Валерик приподнял голову. От того места, где они лежали, было отлично видно заднее крыльцо главного здания банного предприятия. И в тот момент, когда Валерик смотрел на это крыльцо, на него, из глубины деревянного здания выбежала девушка. В сарафане, с распущенными волосами. Она уперлась лбом в колонну, поддерживающую крылечный навес, и разрыдалась.
— Люба, — прошептал Валерик и хихикнул.
Алевтина Сергеевна стояла посреди мостика и смотрела в их сторону. Стояла неподвижно, и в этом стоянии заключалось несомненное значение. Десантник даже спросил:
— Чего это она!
Вадим тоже на секунду опешил. Сказалась вся сложность его отношений с молодой матерью, смутно-эдиповы шевеления в душе, что донимали его временами. Особенно мучительные оттого, что он не знал, что это такое. Он страшился и избегал объятий и ласк этой свежей женщины с хорошо выраженной фигурой и даже не смел пуститься в рассуждения с самим собой на тему — почему он так себя ведет? Молодая мать горевала и недоумевала по этому поводу. Глубже забираться в путаницу ее чувств к внезапно обретенному после воскресения взрослому сыну, нет уже времени.
Увидев молодых людей, Алевтина Сергеевна кинулась им навстречу. И Вадим сообразил, что происходит. Молодец батя, хорошо придумал! Даже десантнику трудно будет спорить с матерью. И когда красавица с испуганными глазами бросилась ему на грудь с криком «не пущу!», он впервые за время их отношений в Новом Свете, почувствовал себя не носителем проблемы пола, а всего лишь спасаемым и обласкиваемым сыном.
Десантник молчал с обалдевшим видом, Вадим смущенно улыбался ему, запутавшись в сильных маминых руках.
— Ничего не понимаю, — сказал Жора.
— Я тоже, — радостно соврал Вадим.
Алевтина Сергеевна размазывала слезы по щекам. А потом начала быстро говорить.
Она рассказала не только известное — что убийство Вадимом Любы произошло как раз на этом месте, как именно это происходило, и кое-что сверх этого.
— Ты догнал ее и схватил сзади в темноте за шею, видимо, просто ничего не было видно. И вы ушли по инерции с моста вниз. Перила были дряхлые. Она ударилась лбом в край бревна, что лежало перед родником, твои руки были все еще у нее здесь, на шее, и она под твоим весом сломала основание черепа.
Вадим и Жора молча кивали.
— Она успела крикнуть еще до того, как ты догнал ее, «что вам надо!» и когда вы лежали там внизу, как раз подбежал ее отец, Матвей Иванович…
Алевтина Сергеевна начала задыхаться.
— У него в руках была железная палка, арматура, он говорит, что тогда первый раз взял ее на встречу с дочерью, с Любой. Он часто ходил ее встречать. Когда… когда он увидел, у него был фонарик, когда он увидел, как у нее вывернута голова, и увидел, что она совершенно не шевелится, он сразу понял, что она мертвая. Ты лежал сверху, повернул лицо на свет, и он говорит, что ему по казалось, что ты улыбаешься, и тогда он ударил железной палкой, арматурой тебя по лицу. Попал в височную кость.
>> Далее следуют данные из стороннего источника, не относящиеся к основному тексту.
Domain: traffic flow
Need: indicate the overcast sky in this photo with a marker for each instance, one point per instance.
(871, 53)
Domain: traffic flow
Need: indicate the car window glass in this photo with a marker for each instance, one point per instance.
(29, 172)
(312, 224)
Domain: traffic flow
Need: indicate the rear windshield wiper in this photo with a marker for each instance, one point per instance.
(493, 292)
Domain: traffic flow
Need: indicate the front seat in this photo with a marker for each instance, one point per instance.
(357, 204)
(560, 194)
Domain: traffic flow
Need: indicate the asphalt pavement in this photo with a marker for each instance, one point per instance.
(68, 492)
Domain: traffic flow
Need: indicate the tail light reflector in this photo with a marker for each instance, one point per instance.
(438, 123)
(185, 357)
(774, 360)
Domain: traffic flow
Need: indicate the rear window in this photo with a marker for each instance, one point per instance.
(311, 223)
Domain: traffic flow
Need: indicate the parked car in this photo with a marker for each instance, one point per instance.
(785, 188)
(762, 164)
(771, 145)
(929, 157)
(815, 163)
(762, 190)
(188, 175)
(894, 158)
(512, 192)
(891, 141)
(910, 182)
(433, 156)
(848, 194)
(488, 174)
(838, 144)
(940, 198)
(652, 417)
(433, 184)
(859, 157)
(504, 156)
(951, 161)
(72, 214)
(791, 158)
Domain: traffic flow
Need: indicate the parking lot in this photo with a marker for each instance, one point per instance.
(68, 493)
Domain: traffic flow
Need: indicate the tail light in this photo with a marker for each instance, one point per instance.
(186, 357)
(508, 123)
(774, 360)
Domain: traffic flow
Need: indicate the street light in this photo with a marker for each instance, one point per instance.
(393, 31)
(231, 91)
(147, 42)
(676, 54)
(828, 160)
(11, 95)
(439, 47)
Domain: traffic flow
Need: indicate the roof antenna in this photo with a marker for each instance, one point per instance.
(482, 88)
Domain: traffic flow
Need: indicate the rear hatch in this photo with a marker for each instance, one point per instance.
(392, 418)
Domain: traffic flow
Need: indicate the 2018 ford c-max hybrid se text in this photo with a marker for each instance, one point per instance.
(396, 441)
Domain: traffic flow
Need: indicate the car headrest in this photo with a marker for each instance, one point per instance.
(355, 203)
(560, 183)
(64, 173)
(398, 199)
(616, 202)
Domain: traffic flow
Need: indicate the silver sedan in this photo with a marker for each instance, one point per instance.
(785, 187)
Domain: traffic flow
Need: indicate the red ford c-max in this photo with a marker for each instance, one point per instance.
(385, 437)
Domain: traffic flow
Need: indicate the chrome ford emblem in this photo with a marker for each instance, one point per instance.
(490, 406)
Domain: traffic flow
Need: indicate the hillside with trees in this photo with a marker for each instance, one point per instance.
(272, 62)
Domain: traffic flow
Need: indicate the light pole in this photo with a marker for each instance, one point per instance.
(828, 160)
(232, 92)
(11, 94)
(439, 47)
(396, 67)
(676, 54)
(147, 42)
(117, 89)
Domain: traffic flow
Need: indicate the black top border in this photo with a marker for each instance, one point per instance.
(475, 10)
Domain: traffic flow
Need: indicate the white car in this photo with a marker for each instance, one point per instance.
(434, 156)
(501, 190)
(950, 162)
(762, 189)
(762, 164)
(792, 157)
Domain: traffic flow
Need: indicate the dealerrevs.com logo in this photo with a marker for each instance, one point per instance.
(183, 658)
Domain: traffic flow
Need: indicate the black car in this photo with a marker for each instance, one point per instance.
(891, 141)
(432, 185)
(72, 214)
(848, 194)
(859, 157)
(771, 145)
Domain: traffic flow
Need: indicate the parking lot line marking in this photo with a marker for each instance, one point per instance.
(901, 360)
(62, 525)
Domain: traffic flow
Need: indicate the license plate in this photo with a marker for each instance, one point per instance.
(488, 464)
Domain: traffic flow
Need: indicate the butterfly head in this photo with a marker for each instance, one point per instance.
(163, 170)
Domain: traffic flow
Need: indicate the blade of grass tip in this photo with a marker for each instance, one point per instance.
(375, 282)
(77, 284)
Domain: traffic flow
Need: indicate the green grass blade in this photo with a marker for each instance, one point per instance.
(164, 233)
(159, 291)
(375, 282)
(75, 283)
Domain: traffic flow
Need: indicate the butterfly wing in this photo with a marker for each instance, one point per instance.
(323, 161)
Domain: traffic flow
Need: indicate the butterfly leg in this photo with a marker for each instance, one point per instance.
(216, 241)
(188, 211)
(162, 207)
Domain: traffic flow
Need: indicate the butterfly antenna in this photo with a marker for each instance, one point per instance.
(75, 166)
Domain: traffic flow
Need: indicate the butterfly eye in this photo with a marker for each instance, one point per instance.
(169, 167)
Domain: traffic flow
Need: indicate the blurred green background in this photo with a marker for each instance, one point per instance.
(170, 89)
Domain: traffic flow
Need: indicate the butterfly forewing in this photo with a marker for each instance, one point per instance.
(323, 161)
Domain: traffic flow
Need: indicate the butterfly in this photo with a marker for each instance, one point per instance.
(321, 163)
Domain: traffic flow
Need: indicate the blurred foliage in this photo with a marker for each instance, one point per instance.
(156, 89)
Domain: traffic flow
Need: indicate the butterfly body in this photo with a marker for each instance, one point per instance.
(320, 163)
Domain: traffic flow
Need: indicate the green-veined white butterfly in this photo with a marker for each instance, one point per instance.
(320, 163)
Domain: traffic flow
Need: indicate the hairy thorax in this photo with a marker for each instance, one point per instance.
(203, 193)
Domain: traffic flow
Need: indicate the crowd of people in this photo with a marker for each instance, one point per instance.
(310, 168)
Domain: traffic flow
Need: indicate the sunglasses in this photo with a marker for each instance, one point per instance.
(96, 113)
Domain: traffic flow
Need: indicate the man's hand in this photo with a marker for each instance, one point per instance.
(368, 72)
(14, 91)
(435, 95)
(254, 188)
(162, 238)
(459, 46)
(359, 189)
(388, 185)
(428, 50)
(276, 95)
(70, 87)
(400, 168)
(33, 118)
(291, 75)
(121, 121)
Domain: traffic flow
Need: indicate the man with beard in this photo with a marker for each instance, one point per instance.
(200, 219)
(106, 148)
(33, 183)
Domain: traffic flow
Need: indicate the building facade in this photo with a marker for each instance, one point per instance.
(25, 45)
Алевтина Сергеевна остановилась, перебарывая задыхание. Умерла она в свое время от грудной жабы, и даже теперь, в ситуациях сильного волнения, болезнь давала о себе знать.
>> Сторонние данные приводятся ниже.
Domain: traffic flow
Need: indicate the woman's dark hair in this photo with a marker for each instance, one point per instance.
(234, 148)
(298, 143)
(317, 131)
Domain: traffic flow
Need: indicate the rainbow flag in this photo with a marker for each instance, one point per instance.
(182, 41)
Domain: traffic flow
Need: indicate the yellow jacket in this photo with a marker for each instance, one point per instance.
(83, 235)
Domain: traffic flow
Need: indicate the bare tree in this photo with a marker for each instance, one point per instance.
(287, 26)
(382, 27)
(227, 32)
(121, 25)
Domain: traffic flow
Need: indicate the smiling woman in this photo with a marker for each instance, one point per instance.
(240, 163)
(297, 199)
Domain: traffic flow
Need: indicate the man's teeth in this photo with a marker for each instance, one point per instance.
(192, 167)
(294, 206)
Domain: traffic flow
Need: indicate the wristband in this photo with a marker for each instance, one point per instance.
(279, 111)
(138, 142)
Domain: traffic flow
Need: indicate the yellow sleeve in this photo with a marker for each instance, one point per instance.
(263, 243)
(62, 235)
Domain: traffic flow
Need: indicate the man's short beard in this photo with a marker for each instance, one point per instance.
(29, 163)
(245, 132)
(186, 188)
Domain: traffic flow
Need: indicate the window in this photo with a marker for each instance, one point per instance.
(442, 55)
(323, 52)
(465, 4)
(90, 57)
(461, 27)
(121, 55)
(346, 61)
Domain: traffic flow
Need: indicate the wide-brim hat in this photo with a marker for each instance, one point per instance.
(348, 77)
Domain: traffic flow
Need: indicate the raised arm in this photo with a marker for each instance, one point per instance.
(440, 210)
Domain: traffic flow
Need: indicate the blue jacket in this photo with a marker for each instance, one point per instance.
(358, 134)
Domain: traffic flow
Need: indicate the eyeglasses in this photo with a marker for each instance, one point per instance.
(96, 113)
Вадим и Жора переглянулись.
— Я не пущу тебя к нему!
Парни переглянулись снова. Вадим выглядел более потрясенным, чем его спутник. И был таким на самом деле. Да, папа помог, но это тот случай, когда действительно из пушки по воробьям.
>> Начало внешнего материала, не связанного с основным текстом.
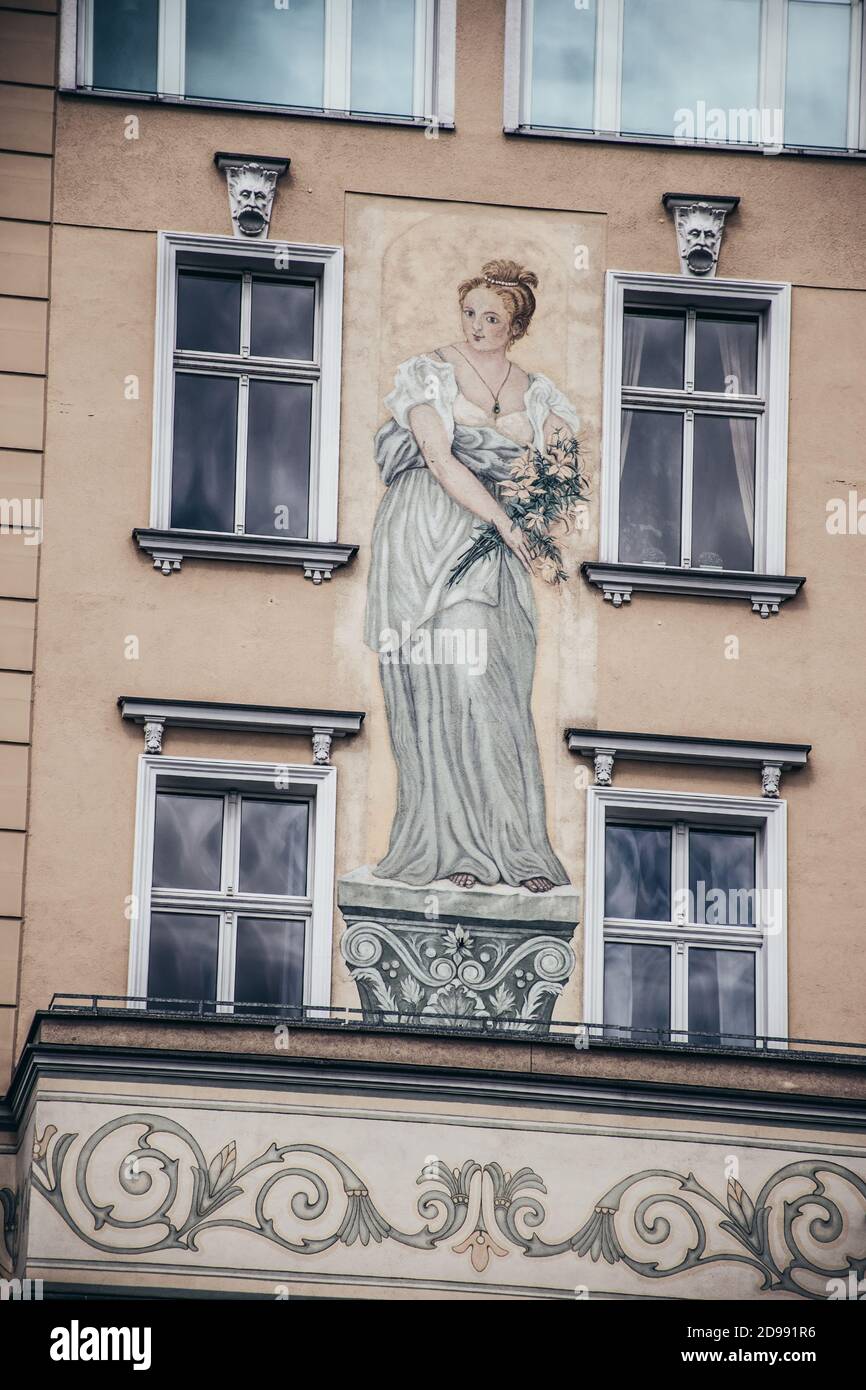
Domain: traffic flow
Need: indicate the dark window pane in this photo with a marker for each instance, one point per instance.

— Я тебя туда не пущу Вадик, ни за что!
— Да, я и сам туда теперь н-не хочу.
Десантник не знал, что сказать, поэтому сказал глупость.
— Как ты, ну сейчас себя чувствуешь? — и показал на висок Вадима.
— Не этот, правый, — с вызовом поправила его Алевтина Сергеевна.
Десантника вдруг очень смутила эта оплошность.
— Я пойду тогда.
Мать и сын одновременно кивнули.
Отойдя шагов на десять, Жора повернулся и крикнул.
— Я тебе расскажу, как там и что.
— А мы домой, да?
— Да, мам.
Они медленным шагом двинулись обратно. Навстречу им попалась тоненькая девушка с кувшином в руке. Она им улыбнулась. Спешит к роднику, рассеянно подумали родственники.